The company estimates that its installed base ranges from more than 400 but not more than 1,000 sites, a figure InterBiz can’t pin down anymore. Third-party companies provide MANMAN support, meaning InterBiz isn’t in touch with all of its customers anymore. One resource that has contact with much of the North American installed base is the Support Group, headed by long-time HP 3000 ERP expert Terry Floyd.

Floyd doesn’t believe it’s necessary to move off of MANMAN, at least not anywhere nearly as soon as HP will step away from the HP 3000. Even after HP’s recommendation in November, he thinks there’s no rush to port anything.

“MANMAN on MPE is good for another 15 years,” Floyd said. “What are we worried about? We could do the port 10 years from now, and it might be a lot easier.”

Challenges to making a Unix version of MANMAN perform as fast and reliably as the HP 3000 version start with the database, Floyd explained.

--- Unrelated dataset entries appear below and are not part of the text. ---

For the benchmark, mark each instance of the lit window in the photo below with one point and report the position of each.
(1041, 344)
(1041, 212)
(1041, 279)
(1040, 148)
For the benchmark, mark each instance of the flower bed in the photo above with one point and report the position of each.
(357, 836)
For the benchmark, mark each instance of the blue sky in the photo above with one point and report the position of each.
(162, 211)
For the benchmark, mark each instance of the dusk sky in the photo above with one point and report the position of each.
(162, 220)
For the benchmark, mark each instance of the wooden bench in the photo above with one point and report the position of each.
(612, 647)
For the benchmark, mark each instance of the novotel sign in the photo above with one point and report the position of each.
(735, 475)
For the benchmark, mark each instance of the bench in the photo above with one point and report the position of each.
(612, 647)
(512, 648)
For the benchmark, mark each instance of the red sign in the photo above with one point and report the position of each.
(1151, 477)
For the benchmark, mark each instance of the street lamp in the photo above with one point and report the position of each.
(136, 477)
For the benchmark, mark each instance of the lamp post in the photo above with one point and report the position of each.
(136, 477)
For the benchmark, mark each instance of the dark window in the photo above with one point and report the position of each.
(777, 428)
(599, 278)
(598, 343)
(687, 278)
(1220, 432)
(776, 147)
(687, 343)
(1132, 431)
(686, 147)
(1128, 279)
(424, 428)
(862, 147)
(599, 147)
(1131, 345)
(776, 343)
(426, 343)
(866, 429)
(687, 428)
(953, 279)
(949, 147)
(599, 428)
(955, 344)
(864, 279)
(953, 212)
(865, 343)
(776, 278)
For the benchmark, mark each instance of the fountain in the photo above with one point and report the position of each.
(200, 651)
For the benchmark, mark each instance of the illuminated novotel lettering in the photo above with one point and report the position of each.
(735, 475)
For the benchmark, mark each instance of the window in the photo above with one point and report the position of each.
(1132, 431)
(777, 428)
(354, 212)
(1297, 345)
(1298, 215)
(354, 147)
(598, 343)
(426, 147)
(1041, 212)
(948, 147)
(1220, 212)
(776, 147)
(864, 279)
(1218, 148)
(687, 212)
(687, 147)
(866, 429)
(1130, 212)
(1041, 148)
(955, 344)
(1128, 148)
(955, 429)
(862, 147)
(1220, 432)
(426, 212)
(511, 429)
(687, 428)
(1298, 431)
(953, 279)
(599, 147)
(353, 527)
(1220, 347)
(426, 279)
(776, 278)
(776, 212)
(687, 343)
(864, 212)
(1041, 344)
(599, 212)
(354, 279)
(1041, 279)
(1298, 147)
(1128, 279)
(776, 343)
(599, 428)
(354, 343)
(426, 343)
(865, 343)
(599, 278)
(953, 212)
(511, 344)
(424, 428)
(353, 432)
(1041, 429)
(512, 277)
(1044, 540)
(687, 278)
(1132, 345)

“IMAGE is the big one,” he said. “Where’s IMAGE on HP-UX?” Floyd said the HP Eloquence IMAGE-workalike database might provide help in porting MANMAN to HP’s Unix platforms — provided that it’s as robust and handles journaling in Unix as well as the Transaction Manager in IMAGE works in MPE/iX.

Finding replacements for KSAM files, block mode screens and MPE files, and a move to a more modern FORTRAN compiler, would also be part of a sensible move to Unix, Floyd said. “If you’re going to do it, do it right,” he said. But he added that the more certain future lays with the existing application.

“It’s a lot of work,” he said of the port. “The option to go to another [InterBiz] application has always been there. Their story is migration off MPE, and that has two or three years to run. In the meantime, there should be a lot of good HP 3000 hardware sales this year. Take advantage of the top of the line. You can have the final end product of the 3000’s evolutionary process.”